Woman pleads not guilty to ID theft
An Austin woman accused of identity theft for allegedly using another woman’s identity to open several bank accounts and purchase a vehicle pleaded not guilty Thursday in Mower County court.
Josephine Abigail Saye, 25, is scheduled for a pre-trial hearing June 25, at which point she can maintain her not-guilty plea and go forward with a trial or amend her plea as part of a deal.
According to a criminal complaint, the incident was first brought to the attention of the Austin Police Department in November. The alleged victim, 25, said Saye had used her identity to buy a 2002 Ford Explorer for roughly $6,000. In addition, the woman claimed that Saye had created a bank account in her name to pay for the vehicle.
The alleged victim told authorities that she had given Saye her Minnesota ID on one occasion to open a utilities account. That was in October 2009, and the woman said her card was never returned afterward.
The woman also told authorities that she had been notified by representatives of Sterling State Bank that a bad check for $2,000 had been written in her name. The alleged victim claimed she only had accounts with Wells Fargo and the Mayo Credit Union.
A detective spoke with a representative from Sterling State Bank, who was able to confirm that Saye had opened an account in the alleged victim’s name in October, using the woman’s ID card. An Accentra Credit Union representative also confirmed that Saye had been making transactions using the woman’s identity, the complaint states. In each case, the identification was made using photos provided by police of both the alleged victim and Saye.

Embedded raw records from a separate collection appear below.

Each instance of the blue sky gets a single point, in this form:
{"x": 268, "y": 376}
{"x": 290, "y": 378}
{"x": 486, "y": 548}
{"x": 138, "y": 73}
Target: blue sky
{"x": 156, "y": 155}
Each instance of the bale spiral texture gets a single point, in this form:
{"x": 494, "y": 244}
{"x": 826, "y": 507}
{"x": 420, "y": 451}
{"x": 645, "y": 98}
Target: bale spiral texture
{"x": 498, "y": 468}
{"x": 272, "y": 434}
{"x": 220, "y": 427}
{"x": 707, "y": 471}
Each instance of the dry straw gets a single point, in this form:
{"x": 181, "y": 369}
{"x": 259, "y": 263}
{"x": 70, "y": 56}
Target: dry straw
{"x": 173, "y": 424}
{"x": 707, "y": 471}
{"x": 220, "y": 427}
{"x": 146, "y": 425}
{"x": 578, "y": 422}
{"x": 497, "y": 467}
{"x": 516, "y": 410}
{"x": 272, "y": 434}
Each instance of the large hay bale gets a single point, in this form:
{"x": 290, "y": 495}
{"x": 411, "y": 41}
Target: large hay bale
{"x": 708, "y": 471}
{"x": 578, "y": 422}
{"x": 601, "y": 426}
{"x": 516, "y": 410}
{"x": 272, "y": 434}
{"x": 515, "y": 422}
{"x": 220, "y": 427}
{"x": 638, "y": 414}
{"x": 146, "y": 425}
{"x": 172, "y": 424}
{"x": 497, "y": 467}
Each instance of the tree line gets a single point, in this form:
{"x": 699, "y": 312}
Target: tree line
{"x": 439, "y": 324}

When authorities spoke with Saye, she said she had received permission for opening those accounts and others, as well as permission to buy the vehicle, from the alleged victim. Saye said she had opened the Accentra account and used it to set up a loan on the Ford. She said she didn’t use her own name at the dealership because she has bad credit and really needed a vehicle, the complaint states.
However, the alleged victim told authorities that she had not given Saye permission to open any accounts, and said Saye had also stolen a check of hers and used it to make a downpayment on the vehicle.
Records also indicate that Saye attempted to write checks in her own name and cash them into the fraudulent accounts set up in the alleged victim’s name. The checks, which totaled more than $4,000, all bounced and caused negative balances in the alleged victim’s name, the complaint states.